At this time, the impact should no longer be visible. We had made a change on the edge that caused a small amount of QUIC packets to be routed and dropped for some cloudflared tunnel connections. This is the reason why many of your cloudflared logs mentioned timeouts and remote/local closing the stream connections.

This change has been rolled back and your tunnels should go back to normal without any change on your part.

However, please keep in mind that you may still occasionally see the error message in your cloudflared logs: # stream #### canceled by remote with error code 0. This can happen from a varying set of reasons, such as:

Thank you for your patience as we investigated this.

825i commented 1 month ago

I'm still seeing this problem. I realise that you said we'll still sometimes see it.

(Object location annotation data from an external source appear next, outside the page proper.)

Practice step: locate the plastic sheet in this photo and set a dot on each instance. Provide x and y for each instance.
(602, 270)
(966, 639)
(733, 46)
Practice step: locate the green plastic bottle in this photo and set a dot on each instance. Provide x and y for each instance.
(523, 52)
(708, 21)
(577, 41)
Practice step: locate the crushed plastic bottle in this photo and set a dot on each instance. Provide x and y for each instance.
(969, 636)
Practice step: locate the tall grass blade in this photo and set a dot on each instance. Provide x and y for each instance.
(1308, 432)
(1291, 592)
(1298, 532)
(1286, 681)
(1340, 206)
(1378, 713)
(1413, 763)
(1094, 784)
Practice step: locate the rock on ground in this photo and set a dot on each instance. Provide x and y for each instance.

Does this really count as a fix then? At least I guess I'll have to wait and see.

alby258 commented 1 month ago

Same for me. The problem is still here on every hour

morpig commented 1 month ago

However, please keep in mind that you may still occasionally see the error message in your cloudflared logs: # stream #### canceled by remote with error code 0.

per your last comment @DevinCarr, is it possible to make it silent/only shown on deeper log levels?

I dont think this is shown at general level on web servers such as nginx (eyeball early disconnects, etc..) please correct me if i'm wrong.

LewisSpring commented 1 week ago

Hi. Still getting this issue quite badly.

2024-08-27T22:37:48Z ERR Request failed error="stream 529 canceled by remote with error code 0" connIndex=3 dest=https://example.com/1080p.mp4 event=0 ip=198.41.192.107 type=http
2024-08-27T22:37:48Z ERR  error="stream 533 canceled by remote with error code 0" connIndex=3 event=1 ingressRule=1 originService=http://172.20.0.3:9005
2024-08-27T22:37:48Z ERR Request failed error="stream 533 canceled by remote with error code 0" connIndex=3 dest=https://example.com/1080p.mp4 event=0 ip=198.41.192.107 type=http
2024-08-27T22:37:54Z ERR  error="stream 537 canceled by remote with error code 0" connIndex=3 event=1 ingressRule=1 originService=http://172.20.0.3:9005
2024-08-27T22:37:54Z ERR Request failed error="stream 537 canceled by remote with error code 0" connIndex=3 dest=https://example.com/1080p.mp4 event=0 ip=198.41.192.107 type=http
2024-08-27T22:37:55Z ERR  error="stream 541 canceled by remote with error code 0" connIndex=3 event=1 ingressRule=1 originService=http://172.20.0.3:9005
2024-08-27T22:37:55Z ERR Request failed error="stream 541 canceled by remote with error code 0" connIndex=3 dest=https://example.com/1080p.mp4 event=0 ip=198.41.192.107 type=http
2024-08-27T22:38:01Z ERR  error="stream 545 canceled by remote with error code 0" connIndex=3 event=1 ingressRule=1 originService=http://172.20.0.3:9005
2024-08-27T22:38:01Z ERR Request failed error="stream 545 canceled by remote with error code 0" connIndex=3 dest=https://example.com/1080p.mp4 event=0 ip=198.41.192.107 type=http
2024-08-27T22:38:01Z ERR  error="stream 549 canceled by remote with error code 0" connIndex=3 event=1 ingressRule=1 originService=http://172.20.0.3:9005
2024-08-27T22:38:01Z ERR Request failed error="stream 549 canceled by remote with error code 0" connIndex=3 dest=https://example.com/1080p.mp4 event=0 ip=198.41.192.107 type=http

Anything I can provide for further investigation?